Summer Sun Protection
With summer fast approaching and kids out of school, everyone wants to be outside doing something, Whether you’re sunbathing, swimming, going to the beach, or barbequing, protection is essential. There is such a thing as too much sun and you can’t protect yourself or your loved ones enough. In the continental United States, exposure to UV rays during peak hours of the day, from 10 am. to 4 p.m., is the most hazardous. Consequences of overexposure or unprotected exposure include sunburns, wrinkling, early aging of the skin, and skin cancer. There are several easy options to protect your skin from the sun, but the CDC recommends sunscreen, clothing, hats, sunglasses, and shade.
Sunscreen is available in a variety of sun protective factors (SPFs). It is suggested to use SPF 15, with both UVA and UVB defense, or higher for the best protection. Sunscreen does wear off, requiring reapplication every two hours, after you swim, or after activities that make you sweat. It is also possible for sunscreen to expire. If there is not a date on the sunscreen, assume it has a shelf life of three years. Expired sunscreen does not protect you in the same way that new sunscreen will.

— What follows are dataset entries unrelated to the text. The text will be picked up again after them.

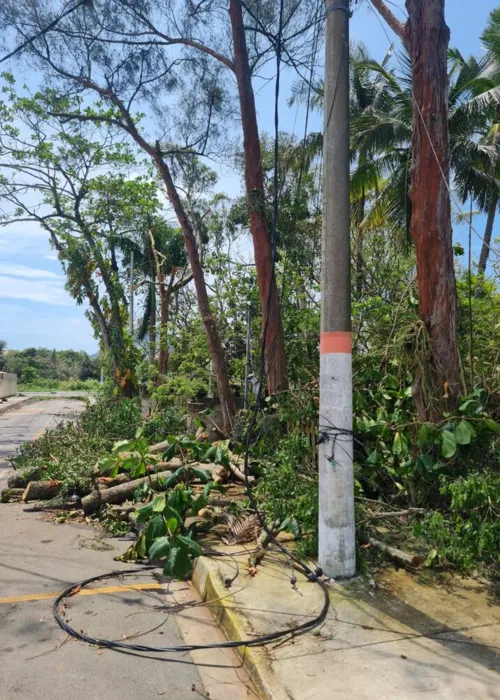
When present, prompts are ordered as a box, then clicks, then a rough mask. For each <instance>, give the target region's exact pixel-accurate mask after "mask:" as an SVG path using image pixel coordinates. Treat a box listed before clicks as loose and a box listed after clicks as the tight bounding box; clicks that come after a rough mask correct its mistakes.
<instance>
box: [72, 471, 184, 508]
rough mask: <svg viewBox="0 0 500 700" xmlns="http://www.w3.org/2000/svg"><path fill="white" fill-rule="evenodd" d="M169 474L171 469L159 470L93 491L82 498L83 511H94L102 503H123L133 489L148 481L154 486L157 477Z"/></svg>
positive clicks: (156, 483) (140, 485)
mask: <svg viewBox="0 0 500 700" xmlns="http://www.w3.org/2000/svg"><path fill="white" fill-rule="evenodd" d="M171 474H172V472H171V471H165V472H160V473H158V474H151V475H148V476H143V477H141V478H140V479H134V481H128V482H127V483H126V484H120V485H119V486H112V487H111V488H109V489H105V490H104V491H93V492H92V493H89V495H88V496H85V498H82V507H83V512H84V513H85V515H89V514H90V513H95V511H96V510H97V509H98V508H99V506H101V505H102V504H103V503H123V501H126V500H127V499H128V498H132V496H133V495H134V491H135V490H136V489H137V488H139V486H142V484H145V483H149V484H151V486H156V485H157V483H158V480H159V479H168V477H169V476H171Z"/></svg>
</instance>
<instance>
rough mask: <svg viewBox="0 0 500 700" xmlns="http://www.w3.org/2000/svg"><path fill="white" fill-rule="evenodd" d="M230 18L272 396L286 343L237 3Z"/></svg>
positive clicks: (234, 71)
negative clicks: (283, 326)
mask: <svg viewBox="0 0 500 700" xmlns="http://www.w3.org/2000/svg"><path fill="white" fill-rule="evenodd" d="M229 16H230V19H231V28H232V36H233V48H234V73H235V75H236V82H237V84H238V94H239V100H240V112H241V125H242V129H243V153H244V161H245V188H246V195H247V202H248V207H249V210H250V231H251V234H252V239H253V246H254V256H255V266H256V271H257V281H258V286H259V298H260V306H261V311H262V332H263V333H265V363H266V373H267V388H268V391H269V393H271V394H275V393H277V392H280V391H284V390H286V389H287V388H288V379H287V374H286V357H285V340H284V333H283V323H282V318H281V307H280V302H279V298H278V291H277V288H276V280H275V276H274V274H273V247H272V245H271V239H270V236H269V231H268V227H267V222H266V217H265V212H264V176H263V172H262V161H261V149H260V138H259V128H258V124H257V113H256V110H255V96H254V92H253V87H252V76H251V72H250V65H249V61H248V50H247V44H246V37H245V28H244V25H243V12H242V5H241V1H240V0H230V2H229Z"/></svg>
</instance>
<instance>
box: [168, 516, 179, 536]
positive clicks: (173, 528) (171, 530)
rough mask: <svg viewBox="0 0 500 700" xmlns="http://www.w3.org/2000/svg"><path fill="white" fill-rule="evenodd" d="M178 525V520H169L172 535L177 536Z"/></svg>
mask: <svg viewBox="0 0 500 700" xmlns="http://www.w3.org/2000/svg"><path fill="white" fill-rule="evenodd" d="M178 524H179V521H178V520H177V518H169V519H168V520H167V530H168V531H169V532H170V534H171V535H174V534H175V531H176V530H177V526H178Z"/></svg>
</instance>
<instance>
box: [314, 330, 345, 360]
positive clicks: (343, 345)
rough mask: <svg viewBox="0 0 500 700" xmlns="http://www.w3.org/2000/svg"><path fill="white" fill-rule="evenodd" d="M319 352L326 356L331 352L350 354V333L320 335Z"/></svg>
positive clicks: (341, 332)
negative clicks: (327, 354) (326, 355)
mask: <svg viewBox="0 0 500 700" xmlns="http://www.w3.org/2000/svg"><path fill="white" fill-rule="evenodd" d="M319 352H320V354H321V355H326V354H328V353H333V352H343V353H349V354H351V353H352V340H351V333H350V331H327V332H326V333H322V334H321V338H320V343H319Z"/></svg>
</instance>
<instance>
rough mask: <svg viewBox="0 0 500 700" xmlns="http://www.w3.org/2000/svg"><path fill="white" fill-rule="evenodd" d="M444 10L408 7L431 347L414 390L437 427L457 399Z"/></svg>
mask: <svg viewBox="0 0 500 700" xmlns="http://www.w3.org/2000/svg"><path fill="white" fill-rule="evenodd" d="M444 4H445V3H444V0H425V2H422V0H407V1H406V9H407V11H408V21H407V23H406V29H405V39H406V45H407V48H408V52H409V55H410V61H411V70H412V81H413V134H412V144H411V149H412V151H411V152H412V160H411V172H410V179H411V186H410V199H411V203H412V216H411V223H410V232H411V236H412V239H413V242H414V244H415V251H416V259H417V282H418V292H419V316H420V319H421V321H422V323H423V325H424V326H425V329H426V331H427V334H428V343H429V352H428V354H427V355H426V357H422V358H420V362H419V363H417V368H418V369H417V372H416V381H415V385H414V396H415V400H416V404H417V408H418V413H419V417H420V419H421V420H438V419H439V418H440V417H441V416H442V414H443V412H444V411H446V410H449V409H452V408H454V406H455V405H456V403H457V400H458V396H459V392H460V372H459V357H458V349H457V339H456V324H457V293H456V285H455V272H454V267H453V247H452V228H451V207H450V190H449V179H450V165H449V160H450V152H449V150H450V149H449V136H448V77H447V50H448V42H449V36H450V32H449V29H448V27H447V26H446V23H445V18H444ZM417 352H418V351H417ZM426 385H427V387H428V391H425V390H424V387H425V386H426Z"/></svg>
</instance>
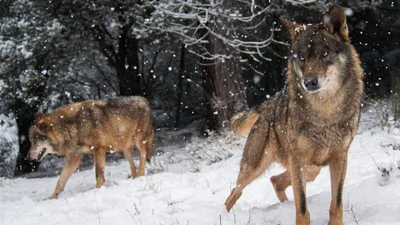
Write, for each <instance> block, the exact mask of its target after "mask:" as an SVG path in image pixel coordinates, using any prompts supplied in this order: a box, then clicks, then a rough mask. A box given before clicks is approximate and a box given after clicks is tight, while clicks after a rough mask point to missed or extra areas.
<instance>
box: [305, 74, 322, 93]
mask: <svg viewBox="0 0 400 225" xmlns="http://www.w3.org/2000/svg"><path fill="white" fill-rule="evenodd" d="M303 83H304V87H305V88H306V89H307V91H315V90H318V88H319V85H318V78H316V77H307V78H305V79H304V81H303Z"/></svg>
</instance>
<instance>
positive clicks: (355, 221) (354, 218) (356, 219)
mask: <svg viewBox="0 0 400 225" xmlns="http://www.w3.org/2000/svg"><path fill="white" fill-rule="evenodd" d="M350 210H351V214H353V218H354V221H355V222H356V224H357V225H358V220H357V218H356V213H355V212H354V210H353V205H351V208H350Z"/></svg>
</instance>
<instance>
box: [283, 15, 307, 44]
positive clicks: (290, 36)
mask: <svg viewBox="0 0 400 225" xmlns="http://www.w3.org/2000/svg"><path fill="white" fill-rule="evenodd" d="M279 20H280V21H281V23H282V24H283V26H284V27H285V28H286V29H287V30H288V31H289V33H290V39H291V40H292V41H294V39H295V38H296V36H297V35H298V34H299V33H300V32H301V31H303V30H304V26H302V25H299V24H296V23H295V22H291V21H289V20H287V19H285V18H283V17H280V18H279Z"/></svg>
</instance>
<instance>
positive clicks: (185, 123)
mask: <svg viewBox="0 0 400 225" xmlns="http://www.w3.org/2000/svg"><path fill="white" fill-rule="evenodd" d="M331 2H332V1H320V0H308V1H305V0H253V1H252V0H218V1H210V0H190V1H189V0H155V1H146V0H113V1H109V0H96V1H92V0H79V1H78V0H58V1H52V0H1V1H0V99H1V104H0V114H3V115H6V116H7V117H8V118H11V119H12V120H14V121H15V123H16V125H17V127H18V140H19V152H18V159H17V162H16V165H15V164H14V165H15V168H16V169H15V174H16V175H21V174H24V173H27V172H31V171H34V170H36V169H37V165H38V164H36V163H32V162H28V161H27V160H26V159H25V156H26V153H27V150H28V149H29V140H28V138H27V136H28V131H29V127H30V125H31V124H32V122H33V119H34V115H35V113H36V112H37V111H40V112H50V111H52V110H53V109H55V108H57V107H60V106H62V105H65V104H69V103H73V102H77V101H82V100H86V99H99V98H111V97H115V96H131V95H140V96H144V97H146V98H148V100H149V101H150V104H151V107H152V109H153V123H154V126H155V128H156V129H158V130H159V129H166V130H168V129H170V130H178V129H185V128H186V127H187V126H194V125H195V126H196V127H197V130H198V131H199V134H202V135H203V134H207V132H208V131H209V130H217V131H218V130H221V129H223V128H224V127H226V126H227V121H228V120H229V119H230V117H231V116H232V115H233V114H235V113H237V112H239V111H241V110H244V109H246V108H248V107H251V106H253V105H255V104H258V103H260V102H262V101H263V100H265V99H266V98H268V97H269V96H272V95H274V93H276V92H277V91H279V90H280V89H281V88H282V87H283V85H284V79H285V67H286V59H285V58H286V57H285V56H286V55H287V54H288V48H289V39H288V34H287V32H286V31H285V30H282V26H281V24H280V23H279V17H280V16H283V17H286V18H289V19H294V20H295V21H297V22H300V23H316V22H320V21H322V19H323V15H324V14H325V13H326V11H327V9H328V5H329V4H330V3H331ZM340 3H341V5H342V6H344V7H346V14H347V16H348V17H347V19H348V25H349V30H350V36H351V41H352V43H353V44H354V46H355V47H356V49H357V51H358V52H359V54H360V58H361V61H362V66H363V68H364V72H365V85H366V93H365V94H366V99H367V100H366V101H368V100H371V101H377V100H379V99H394V100H393V102H394V103H393V104H394V107H393V109H394V111H395V112H394V113H395V115H399V114H400V113H399V112H398V111H399V110H398V108H399V107H398V105H400V104H399V102H400V101H398V100H397V99H398V97H397V94H398V93H399V92H398V91H400V44H399V41H400V38H399V37H400V1H399V0H393V1H390V0H389V1H379V0H378V1H372V0H371V1H361V0H355V1H340ZM0 122H1V121H0ZM1 123H5V122H4V121H3V122H1ZM1 125H3V124H1ZM205 136H206V135H205ZM0 147H3V148H6V147H4V145H0ZM0 153H1V151H0ZM6 156H7V154H0V158H1V157H3V161H4V158H5V157H6ZM1 160H2V159H0V161H1ZM0 164H1V163H0ZM0 175H1V174H0Z"/></svg>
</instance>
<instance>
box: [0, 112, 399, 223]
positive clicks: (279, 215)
mask: <svg viewBox="0 0 400 225" xmlns="http://www.w3.org/2000/svg"><path fill="white" fill-rule="evenodd" d="M371 121H377V118H376V114H374V113H364V114H363V116H362V120H361V125H360V129H359V133H358V135H357V136H356V138H355V140H354V142H353V144H352V145H351V150H350V153H349V166H348V172H347V178H346V182H345V187H344V221H345V224H360V225H361V224H362V225H368V224H379V225H381V224H382V225H386V224H387V225H388V224H400V191H399V190H400V172H399V171H398V170H397V169H396V168H395V169H394V170H393V172H392V173H391V175H390V178H389V182H388V183H387V184H386V185H384V186H382V185H380V182H382V181H381V173H380V171H379V170H378V169H377V165H379V164H380V163H382V162H385V163H386V164H391V163H392V164H393V165H395V164H396V161H397V160H399V159H400V150H399V149H400V147H399V146H400V130H399V129H397V128H394V127H392V128H390V129H384V130H382V128H381V127H380V126H379V125H378V124H377V123H373V122H371ZM244 141H245V138H242V137H236V136H234V135H233V134H230V133H227V134H225V135H223V136H221V137H217V136H215V135H212V137H210V138H209V139H198V138H192V140H191V143H190V144H187V145H178V144H176V145H168V146H164V147H160V148H159V149H158V150H159V151H160V152H163V153H164V154H160V155H158V156H155V157H154V158H153V162H152V165H146V169H147V175H146V176H144V177H140V178H137V179H134V180H131V179H127V177H128V173H129V169H128V168H129V167H128V163H127V162H126V161H124V160H120V161H118V162H117V163H114V164H112V163H111V164H110V163H108V164H107V166H106V180H107V181H106V183H105V186H103V187H102V188H100V189H95V188H94V186H95V175H94V169H93V168H92V169H88V170H84V171H81V172H76V173H75V174H73V176H72V177H71V178H70V180H69V182H68V183H67V186H66V188H65V191H64V192H63V193H62V194H61V195H60V197H59V198H58V199H56V200H45V201H42V200H43V199H45V198H46V197H49V196H50V194H51V193H52V191H53V188H54V187H55V184H56V182H57V179H58V177H47V178H32V179H26V178H18V179H0V224H4V225H12V224H15V225H22V224H41V225H48V224H80V225H81V224H82V225H84V224H88V225H89V224H101V225H107V224H111V225H117V224H118V225H120V224H121V225H123V224H130V225H162V224H164V225H167V224H168V225H188V224H193V225H194V224H199V225H209V224H210V225H214V224H216V225H220V224H222V225H231V224H232V225H236V224H237V225H241V224H274V225H277V224H282V225H286V224H295V209H294V204H293V193H292V190H291V189H290V188H289V189H288V190H287V194H288V197H289V200H290V201H289V202H285V203H279V202H278V199H277V197H276V196H275V193H274V191H273V188H272V186H271V184H270V182H269V177H270V176H272V175H274V174H277V173H279V172H282V171H283V170H282V168H281V167H280V166H279V165H273V166H272V167H271V168H270V170H269V171H267V172H266V173H265V174H263V175H262V176H261V177H260V178H259V179H257V180H255V181H254V182H253V183H252V184H250V185H249V186H248V187H247V188H246V189H245V190H244V193H243V195H242V196H241V198H240V199H239V201H238V202H237V203H236V205H235V206H234V208H233V211H231V213H227V212H226V210H225V209H224V201H225V199H226V197H227V196H228V195H229V193H230V191H231V188H232V187H233V186H234V184H235V180H236V177H237V174H238V171H239V162H240V158H241V153H242V149H243V144H244ZM155 148H157V146H155ZM160 149H161V150H160ZM330 200H331V197H330V179H329V171H328V168H324V169H323V170H322V171H321V173H320V175H319V176H318V177H317V179H316V180H315V181H314V182H312V183H309V184H308V185H307V201H308V207H309V210H310V214H311V221H312V222H311V223H312V224H316V225H319V224H327V223H328V220H329V212H328V210H329V204H330Z"/></svg>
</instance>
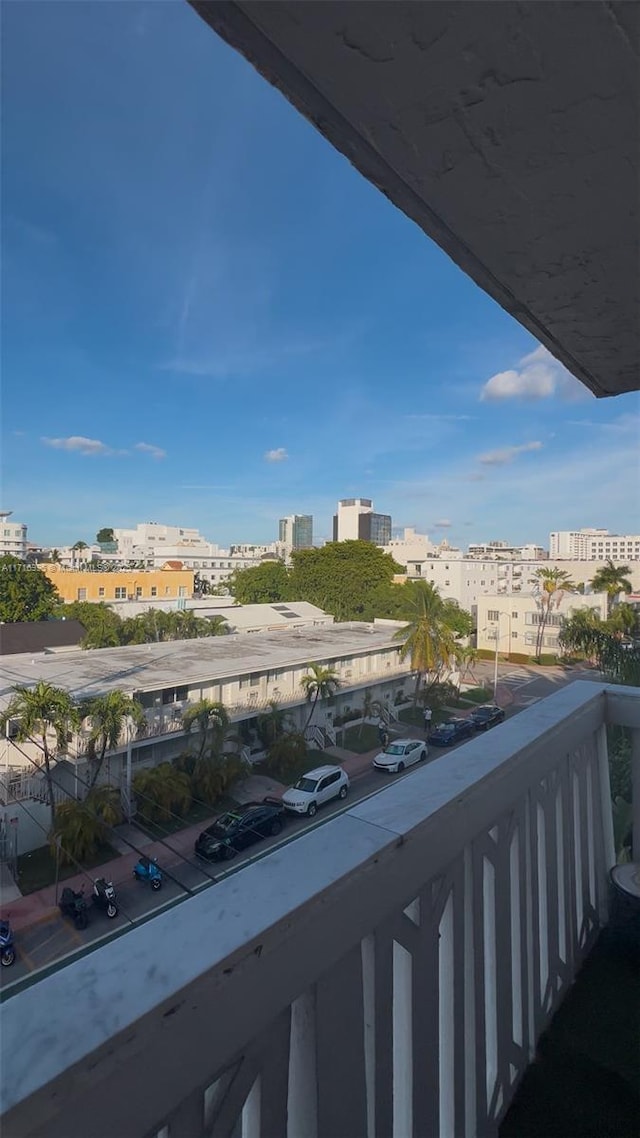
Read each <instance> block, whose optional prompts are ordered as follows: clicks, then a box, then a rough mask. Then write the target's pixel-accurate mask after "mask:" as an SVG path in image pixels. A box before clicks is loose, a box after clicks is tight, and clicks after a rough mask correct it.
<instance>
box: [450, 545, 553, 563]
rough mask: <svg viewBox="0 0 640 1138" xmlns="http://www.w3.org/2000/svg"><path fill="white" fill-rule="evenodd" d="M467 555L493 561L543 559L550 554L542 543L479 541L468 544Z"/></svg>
mask: <svg viewBox="0 0 640 1138" xmlns="http://www.w3.org/2000/svg"><path fill="white" fill-rule="evenodd" d="M467 556H469V558H481V559H482V560H489V559H492V560H493V561H543V560H544V559H545V558H547V556H548V554H547V550H544V549H543V547H542V545H534V544H533V543H530V544H528V545H509V543H508V542H478V543H471V544H469V546H468V551H467Z"/></svg>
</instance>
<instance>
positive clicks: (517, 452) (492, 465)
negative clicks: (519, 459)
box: [478, 442, 542, 467]
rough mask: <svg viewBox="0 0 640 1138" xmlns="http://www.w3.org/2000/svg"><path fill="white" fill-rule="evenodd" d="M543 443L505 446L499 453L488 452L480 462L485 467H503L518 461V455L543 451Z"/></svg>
mask: <svg viewBox="0 0 640 1138" xmlns="http://www.w3.org/2000/svg"><path fill="white" fill-rule="evenodd" d="M541 450H542V443H538V442H536V443H522V444H520V446H503V447H501V450H499V451H487V453H486V454H481V455H479V457H478V462H482V464H483V465H484V467H503V465H506V463H508V462H512V461H514V459H517V456H518V454H526V452H527V451H541Z"/></svg>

Uncovered skin is always at risk for the consequences of exposure. Wearing loose-fitting clothing, long-sleeved shirts and long pants, will offer the best protection from the sun’s UV rays. If this kind of clothing is not practical, at least commit to wearing comfortable summer clothes with other forms of protection, like sunscreen.
Wearing a hat with a wide brim will shade your face, ears, and back of your neck, protecting those areas from UV rays. If you prefer other hats, make sure the uncovered areas of your neck and head have been applied with sunscreen of at least SPF 15.
Sunglasses protect your eyes from the bright light of the sun and UV rays.